Here is a basic image depicting the space. The circle with the X is the vent fan, and the small rectangle square would be the dryer vent air inlet. The equipment rack would be installed on the right side of the media closet, hence the small door between the media closet and the garage.


----------



## Prof. (Oct 20, 2006)

The simplest way to insulate your equipment access door is to just glue some 2" Polystyrene foam to the back of whatever door you want to use..


----------



## Wayne A. Pflughaupt (Apr 13, 2006)

As Prof mentioned, Styrofoam is a great insulator. A hollow door (instead of solid-cord) would help as well, as dead air space also makes a good insulator. You might further want to install weatherproofing strips and a sealed threshold if you need the back door sealed.
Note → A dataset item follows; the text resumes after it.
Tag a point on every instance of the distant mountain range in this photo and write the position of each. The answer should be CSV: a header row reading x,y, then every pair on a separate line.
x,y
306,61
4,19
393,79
Not quite following your ventilation system, but just remember that since hot air rises, you want the exhausting system up high in the closet, and the return air down low. Keep in mind that physically moving air like this is going to bring dust into the media closet, so you might want to consider some kind of filtered intake.

Regards, 
Wayne


----------



## Stoopalini (Sep 30, 2014)

Thanks guys, styrofoam is certainly an easy solution. 



Wayne A. Pflughaupt said:


> Not quite following your ventilation system, but just remember that since hot air rises, you want the exhausting system up high in the closet, and the return air down low. Keep in mind that physically moving air like this is going to bring dust into the media closet, so you might want to consider some kind of filtered intake.


My current design has the bathroom style vent fan located in the ceiling, and exhausting air out through a duct to another part of the house. Then I also have an opening at the bottom of the media closet with ducting running to another part of the house. So when the fan turns on, it will move air from the top of the closet to another room, which will cause air to move into the closet through the opening at the bottom. I'm not hooking it up to the central HVAC system at all, as I don't want heat being blown in during winter months.

Good point on the dust. I may just install a 12" x 12" return air filter grille at the other end of the supply duct. Then I'll just change the filter when I change all the other return air filters in the house 3-4 times a year.

I also understand the power feeding the exhaust fan should not be on the same circuit as the HT equipment as to keep noise isolation. Is this necessary with a simple fan like this, or can I just take power from the media closet outlets for it?


----------



## Prof. (Oct 20, 2006)

It shouldn't be a problem..One of our other members did a similar setup to yours and he didn't have a problem running off the same power point..


----------